Cello is very much the last man standing of British television manufacturers, assembling components in its North of England factory to supply screens around the world at a very keen price, backed by UK-based telephone customer support.
With the Platinum range, Cello is making a determined push upmarket with high quality components while eschewing the industry trend for ever slimmer bezels in order to improve the sound output.
The sound output of modern televisions is so universally bad that a thriving market for sound bars has been created. The Cello approach is to build this sound bar into the television, producing a rich, deep bass and crisp, bright high notes. A vast improvement on what one would normally expect from a modern LCD TV with the added benefit of not requiring a rat’s nest of cables to set up. The aging warship, HMS Belfast, on which the launch of the range took place, was probably unprepared for Katy Perry blasting out over the decks to emphasise the quality of the Cello audio solution.

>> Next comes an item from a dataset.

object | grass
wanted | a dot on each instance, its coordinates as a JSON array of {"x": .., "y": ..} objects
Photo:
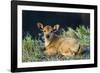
[{"x": 32, "y": 49}]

Cello has used high quality LCD panels with resolutions ranging from basic 720p all the way up to 4K, although sadly without HDR support at present. As well as Freeview HD and satellite tuners, the Platinum range also features Android 4.2 powered by an A7 CPU with 1gb RAM and 4gb of Flash storage. USB connectivity is available to increase the storage space if required, and Android itself clips along at a good pace (unlike many other smart TV’s that feel sluggish by comparison.) Unfortunately, there is no upgrade path to later versions of Android so other than what Cello’s inhouse team releases in the way of updates, the core operating system will remain unchanged during the lifetime of the TV.
As a plug-in-and-go solution, the Platinum range has much to recommend it, with bright, clear displays. The sound is particularly impressive and I can imagine a niche of users that will be overjoyed to be able to hear audio from their television that doesn’t sound like the strained output from a phone speaker. The inclusion of the Android OS opens users up to a range of applications and games far beyond those found on other smart TV’s.
However, those strengths can also be regarded as weaknesses. While the sound output is undeniably impressive, some purchasers may prefer to choose their own audio solution and with the advent of Amazon’s Fire TV, Google’s Chromecast and the Apple TV, the days of requiring a Smart TV are numbered – buyers are unlikely to want to be constrained by decisions made at the factory forever.
It will be interesting to see where Cello take the Platinum brand over the next 12 months.